CHARDON — Geauga County Assistant Prosecutor Chris Joyce told a panel of 12 jurors the case they were about to hear was a tragic one.
“It’s about a murder-for-hire. It’s about how … Mr. Joseph Rosebrook offered money so that someone would kill a previous business partner of his,” Joyce told the eight men and four women seated in the jury box inside Geauga County Common Pleas Court Judge David Fuhry’s courtroom Monday afternoon.
Joe Rosebrook, front, reads through documents Monday as the first day of his murder-for-hire trial begins in Geauga County Common Pleas Court. (PHOTO | GEAUGA COUNTY MAPLE LEAF)
“It’s also about how that murder-for-hire went wrong, how an innocent and completely unrelated man who had nothing to with the enterprise, an unintended target who happened to unfortunately share the same name, fell victim to this contract, this murder for hire,” he said.
So began the prosecutions case against Rosebrook, the Logan County native accused of masterminding a botched murder-for-hire plot in 2006 that left Daniel E. Ott dead.
Joyce told jurors they would hear evidence that sometime before 2006, Rosebrook and two other men, Curtis Frazier and Daniel C. Ott, were involved in an illegal chop-shop operation in southern Ohio. At some point, Joyce said Rosebrook wanted Frazier gone and asked Daniel C. Ott to kill Frazier.
“Daniel C. Ott, however, did not take him up on that offer. Instead, he went to the police and, with his cooperation, that plan was, in fact, thwarted,” Joyce said.
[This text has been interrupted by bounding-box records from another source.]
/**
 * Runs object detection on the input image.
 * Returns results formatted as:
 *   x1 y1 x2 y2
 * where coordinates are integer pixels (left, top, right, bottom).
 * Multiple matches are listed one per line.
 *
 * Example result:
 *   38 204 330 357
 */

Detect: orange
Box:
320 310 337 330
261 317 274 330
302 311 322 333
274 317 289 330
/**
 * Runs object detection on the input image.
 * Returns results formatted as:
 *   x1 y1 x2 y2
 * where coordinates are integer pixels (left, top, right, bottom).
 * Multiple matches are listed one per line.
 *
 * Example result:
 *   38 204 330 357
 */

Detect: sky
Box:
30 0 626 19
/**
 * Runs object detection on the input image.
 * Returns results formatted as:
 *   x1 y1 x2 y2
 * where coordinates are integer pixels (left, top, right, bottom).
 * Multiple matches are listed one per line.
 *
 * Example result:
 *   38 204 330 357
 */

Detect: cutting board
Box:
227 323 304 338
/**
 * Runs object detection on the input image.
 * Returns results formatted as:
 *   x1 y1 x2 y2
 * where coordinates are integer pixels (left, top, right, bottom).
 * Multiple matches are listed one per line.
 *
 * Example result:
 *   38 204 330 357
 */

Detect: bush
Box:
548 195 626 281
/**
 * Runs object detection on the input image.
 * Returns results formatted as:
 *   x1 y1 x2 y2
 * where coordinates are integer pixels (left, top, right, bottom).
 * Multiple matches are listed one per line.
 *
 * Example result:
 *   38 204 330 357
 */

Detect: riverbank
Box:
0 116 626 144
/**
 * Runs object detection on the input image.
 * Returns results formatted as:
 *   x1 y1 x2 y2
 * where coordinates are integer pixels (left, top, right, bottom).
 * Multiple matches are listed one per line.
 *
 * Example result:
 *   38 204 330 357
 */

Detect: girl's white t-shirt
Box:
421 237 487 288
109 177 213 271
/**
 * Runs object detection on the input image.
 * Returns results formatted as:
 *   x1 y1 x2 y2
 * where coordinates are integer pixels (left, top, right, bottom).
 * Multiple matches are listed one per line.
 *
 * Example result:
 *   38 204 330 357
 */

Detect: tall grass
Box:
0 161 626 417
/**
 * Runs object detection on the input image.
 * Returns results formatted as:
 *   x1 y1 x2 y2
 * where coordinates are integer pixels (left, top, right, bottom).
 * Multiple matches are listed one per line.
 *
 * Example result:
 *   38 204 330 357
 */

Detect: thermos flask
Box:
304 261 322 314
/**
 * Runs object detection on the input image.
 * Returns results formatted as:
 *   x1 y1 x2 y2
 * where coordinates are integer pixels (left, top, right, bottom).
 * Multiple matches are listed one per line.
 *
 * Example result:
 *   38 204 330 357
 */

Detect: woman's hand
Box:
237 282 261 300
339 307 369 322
After the plan was stopped, Joyce said the evidence would show Rosebrook shifted his focus from Frazier to Daniel C. Ott and would often speak about how he needed to have this “snitch killed.”
“In fact, the defendant spoke about it so often that eventually somebody did take him up on his offer,” Joyce told jurors, adding Rosebrook was introduced to Chad South, a Dayton-area man willing to carry out the contract.